Department of Microbiology and Immunology, University of Michigan Medical School, Ann Arbor, MI, 48109, USA.
Division of Pulmonary and Critical Care Medicine, Department of Internal Medicine, University of Michigan Health System, 6220 MSRB III/SPC 5642, 1150 W. Medical Center Dr, Ann Arbor, MI, 48109-5642, USA.
Microbiome. 2021 May 5;9(1):99. doi: 10.1186/s40168-021-01055-4.
Low-biomass microbiome studies (such as those of the lungs, placenta, and skin) are vulnerable to contamination and sequencing stochasticity, which obscure legitimate microbial signal. While human lung microbiome studies have rigorously identified sampling strategies that reliably capture microbial signal from these low-biomass microbial communities, the optimal sampling strategy for characterizing murine lung microbiota has not been empirically determined. Performing accurate, reliable characterization of murine lung microbiota and distinguishing true microbial signal from noise in these samples will be critical for further mechanistic microbiome studies in mice.
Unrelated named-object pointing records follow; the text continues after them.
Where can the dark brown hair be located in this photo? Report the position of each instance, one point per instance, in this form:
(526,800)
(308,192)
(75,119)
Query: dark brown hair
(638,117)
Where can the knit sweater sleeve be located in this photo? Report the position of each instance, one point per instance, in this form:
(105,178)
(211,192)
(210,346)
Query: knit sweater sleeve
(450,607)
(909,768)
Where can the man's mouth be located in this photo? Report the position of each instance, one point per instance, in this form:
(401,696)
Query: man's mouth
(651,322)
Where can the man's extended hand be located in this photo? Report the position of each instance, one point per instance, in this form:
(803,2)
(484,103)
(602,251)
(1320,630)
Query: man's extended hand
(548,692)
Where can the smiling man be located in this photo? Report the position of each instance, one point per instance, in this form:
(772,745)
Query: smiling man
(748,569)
Using an analytic approach grounded in microbial ecology, we compared bacterial DNA from the lungs of healthy adult mice collected via two common sampling approaches: homogenized whole lung tissue and bronchoalveolar lavage (BAL) fluid. We quantified bacterial DNA using droplet digital PCR, characterized bacterial communities using 16S rRNA gene sequencing, and systematically assessed the quantity and identity of bacterial DNA in both specimen types. We compared bacteria detected in lung specimens to each other and to potential source communities: negative (background) control specimens and paired oral samples. By all measures, whole lung tissue in mice contained greater bacterial signal and less evidence of contamination than did BAL fluid. Relative to BAL fluid, whole lung tissue exhibited a greater quantity of bacterial DNA, distinct community composition, decreased sample-to-sample variation, and greater biological plausibility when compared to potential source communities. In contrast, bacteria detected in BAL fluid were minimally different from those of procedural, reagent, and sequencing controls.
An ecology-based analytical approach discriminates signal from noise in this low-biomass microbiome study and identifies whole lung tissue as the preferred specimen type for murine lung microbiome studies. Sequencing, analysis, and reporting of potential source communities, including negative control specimens and contiguous biological sites, are crucial for biological interpretation of low-biomass microbiome studies, independent of specimen type. Video abstract.
低生物量微生物组研究(如肺部、胎盘和皮肤)容易受到污染和测序随机性的影响,从而掩盖了合法的微生物信号。虽然人类肺部微生物组研究已经严格确定了可靠地从这些低生物量微生物群落中捕获微生物信号的采样策略,但尚未通过实验确定用于描述鼠肺部微生物组的最佳采样策略。准确、可靠地描述鼠肺部微生物组,并区分这些样本中的真实微生物信号与噪声,对于进一步开展小鼠的机制微生物组研究至关重要。
我们使用基于微生物生态学的分析方法,比较了通过两种常见采样方法(肺匀浆和支气管肺泡灌洗(BAL)液)收集的健康成年小鼠肺部的细菌 DNA。我们使用液滴数字 PCR 定量细菌 DNA,使用 16S rRNA 基因测序描述细菌群落,并系统地评估了两种标本类型中细菌 DNA 的数量和身份。我们将肺部标本中检测到的细菌相互比较,并与潜在的源群进行比较:阴性(背景)对照标本和配对的口腔样本。所有指标均表明,与 BAL 液相比,小鼠的肺组织包含更多的细菌信号,污染证据更少。与 BAL 液相比,与潜在源群相比,肺组织具有更高的细菌 DNA 量、独特的群落组成、样本间变异性降低和更高的生物学合理性。相比之下,BAL 液中检测到的细菌与处理、试剂和测序对照的细菌几乎没有差异。
基于生态学的分析方法可在这项低生物量微生物组研究中区分信号和噪声,并确定肺组织是研究鼠肺部微生物组的首选标本类型。对潜在源群(包括阴性对照标本和相邻生物部位)的测序、分析和报告对于低生物量微生物组研究的生物学解释至关重要,与标本类型无关。视频摘要。